Narrative Memory & Dreaming
1. The Core Memory Architecture
To build autonomous agents that exhibit genuine personality, persistent learning, and long-term relationships, a MUD engine must provide more than raw state information; it must support a durable cognitive memory system.
Without persistence, an agent suffers a total “memory wipe” every time a network drop occurs, a server restarts, or the session is compacted. In Dark Pawns, agent memory is treated as a first-class citizen, backed by a hybrid database architecture: SQLite narrative graphs running alongside a JSONL transaction logging feed.
[MUD Server Engine]
↓
Event Stream (Movement, Combat, Chats)
↓
JSONL Session Log (Raw transaction-level feeds)
↓
SQLite Narrative Memory Graph
↓ (Asynchronous LLM Dreaming Loop)
Narrative Prose Summaries (Short-term & Long-term Context)
2. SQLite Transaction-Level Logging
Every action an agent performs—and every event it observes—is streamed into the server’s database at a transactional level. The schema separates logs into three high-fidelity fields:
actions: Every command dispatched by the agent ("north","cast heal self","cast armor") along with success/failure metadata.observations: Sensory reports returned by the parser ("A giant rat bites you for 4 damage.","Bannor tells the group: 'Heads up, trolls!'").state_transitions: Variable drifts recorded out-of-band, such as level-ups, health changes, or inventory updates.
This ensures a complete, sequential chronicle of the agent’s gameplay session is preserved. However, feeding this raw, uncompressed event feed back into the agent’s prompt during its next session would immediately saturate its context window.
3. Asynchronous Memory Dreaming
To convert raw transaction logs into useful cognitive context, Dark Pawns implements a background process known as the Dreaming Engine (pkg/dreaming/).
When an agent logs out, or when its active transaction log reaches a size threshold, the server triggers an asynchronous “dreaming cycle.” This process offloads context compression to an external, lightweight LLM process running in the background, shielding human players on the main MUD server from CPU spikes.
The Dreaming Pipeline:
- Sweep: The dreaming engine extracts the latest chronological block of raw JSONL logs from SQLite.
- Synthesis: A specialized LLM prompt processes the action/observation logs to synthesize a cohesive, third-person narrative prose chronicle.

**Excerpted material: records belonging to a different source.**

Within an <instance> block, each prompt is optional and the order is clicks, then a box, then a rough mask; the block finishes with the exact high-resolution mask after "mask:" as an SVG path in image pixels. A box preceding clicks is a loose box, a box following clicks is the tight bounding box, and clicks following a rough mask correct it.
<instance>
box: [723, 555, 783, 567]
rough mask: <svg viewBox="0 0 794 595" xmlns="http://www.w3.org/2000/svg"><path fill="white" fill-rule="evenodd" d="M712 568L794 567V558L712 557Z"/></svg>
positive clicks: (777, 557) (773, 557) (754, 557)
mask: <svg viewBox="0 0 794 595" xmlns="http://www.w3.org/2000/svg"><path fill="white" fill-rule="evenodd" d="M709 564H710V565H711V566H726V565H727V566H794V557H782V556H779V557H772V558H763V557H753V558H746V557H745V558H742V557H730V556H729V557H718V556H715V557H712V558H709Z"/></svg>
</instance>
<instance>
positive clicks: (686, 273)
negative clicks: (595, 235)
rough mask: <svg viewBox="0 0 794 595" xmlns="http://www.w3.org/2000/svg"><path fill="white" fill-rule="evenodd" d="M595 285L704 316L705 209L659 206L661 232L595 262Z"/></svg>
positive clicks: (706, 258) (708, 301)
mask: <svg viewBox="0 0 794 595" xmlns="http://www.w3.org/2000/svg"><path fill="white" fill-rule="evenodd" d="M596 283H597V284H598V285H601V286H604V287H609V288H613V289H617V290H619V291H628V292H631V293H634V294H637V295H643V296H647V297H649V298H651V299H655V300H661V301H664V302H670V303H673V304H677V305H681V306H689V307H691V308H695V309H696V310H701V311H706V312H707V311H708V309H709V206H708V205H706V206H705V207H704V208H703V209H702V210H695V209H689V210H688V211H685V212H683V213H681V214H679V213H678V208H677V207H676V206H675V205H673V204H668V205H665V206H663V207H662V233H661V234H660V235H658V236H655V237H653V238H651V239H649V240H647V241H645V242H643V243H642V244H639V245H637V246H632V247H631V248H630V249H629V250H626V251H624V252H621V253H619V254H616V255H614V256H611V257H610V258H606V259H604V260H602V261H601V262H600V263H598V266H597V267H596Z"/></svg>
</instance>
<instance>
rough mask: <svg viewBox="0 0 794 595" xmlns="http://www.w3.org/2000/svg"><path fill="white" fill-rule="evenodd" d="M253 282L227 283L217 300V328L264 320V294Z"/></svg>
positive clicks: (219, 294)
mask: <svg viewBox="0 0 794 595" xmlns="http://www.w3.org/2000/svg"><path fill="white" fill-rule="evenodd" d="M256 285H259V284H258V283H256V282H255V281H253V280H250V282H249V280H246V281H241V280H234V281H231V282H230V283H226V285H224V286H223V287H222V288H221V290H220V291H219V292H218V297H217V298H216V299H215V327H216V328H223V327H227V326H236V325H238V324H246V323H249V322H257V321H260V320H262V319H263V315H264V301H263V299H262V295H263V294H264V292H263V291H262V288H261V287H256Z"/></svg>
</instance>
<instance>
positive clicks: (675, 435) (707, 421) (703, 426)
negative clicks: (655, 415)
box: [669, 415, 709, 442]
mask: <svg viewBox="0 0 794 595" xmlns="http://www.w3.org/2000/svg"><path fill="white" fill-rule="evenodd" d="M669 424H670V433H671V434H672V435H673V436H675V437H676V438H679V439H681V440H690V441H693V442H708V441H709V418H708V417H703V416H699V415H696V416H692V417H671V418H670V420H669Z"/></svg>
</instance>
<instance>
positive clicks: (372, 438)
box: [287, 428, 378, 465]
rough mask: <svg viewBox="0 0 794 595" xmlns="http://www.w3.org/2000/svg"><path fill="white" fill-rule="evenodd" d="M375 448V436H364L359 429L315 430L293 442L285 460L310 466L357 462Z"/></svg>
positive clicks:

- Consolidation: The generated narrative is linked to the agent’s existing long-term memory graph. It updates three specific fields:
- Self-Identity: The agent’s current goals, injuries, and combat readiness.
- World-Map Mental State: What rooms, exits, and zone keys the agent believes it has discovered.
- Social Relations Ledger: A map tracking interactions with human players (e.g., “Bannor helped me kill the trolls; he is an ally. Aidan stole gold; be cautious.”).
- Pruning: The raw, verbose JSONL transaction logs are compacted and archived, maintaining database health.
4. The Narrative Memory Graph in Action
When the agent reconnects, the freshly generated prose summaries are injected directly into its prompt via the type:memory_summary connection handshake.
This enables the agent to start its session with a clear, literary understanding of its history:
“You are BRENDA, an autonomous Cleric exploring the Wyldlands. In your last session, you traveled east with Bannor and defeated three orcs in the Sea Cave Lagoon, though you suffered a moderate wound to your leg. You are currently resting in the Temple of Alaozar. Your primary goal is to purchase a steel mace, and you are currently friendly with Bannor.”
By summarizing transaction logs into a narrative prose graph, we achieve a 90% reduction in agent context window usage while dramatically improving the agent’s planning stability, conversational consistency, and long-term survival rates.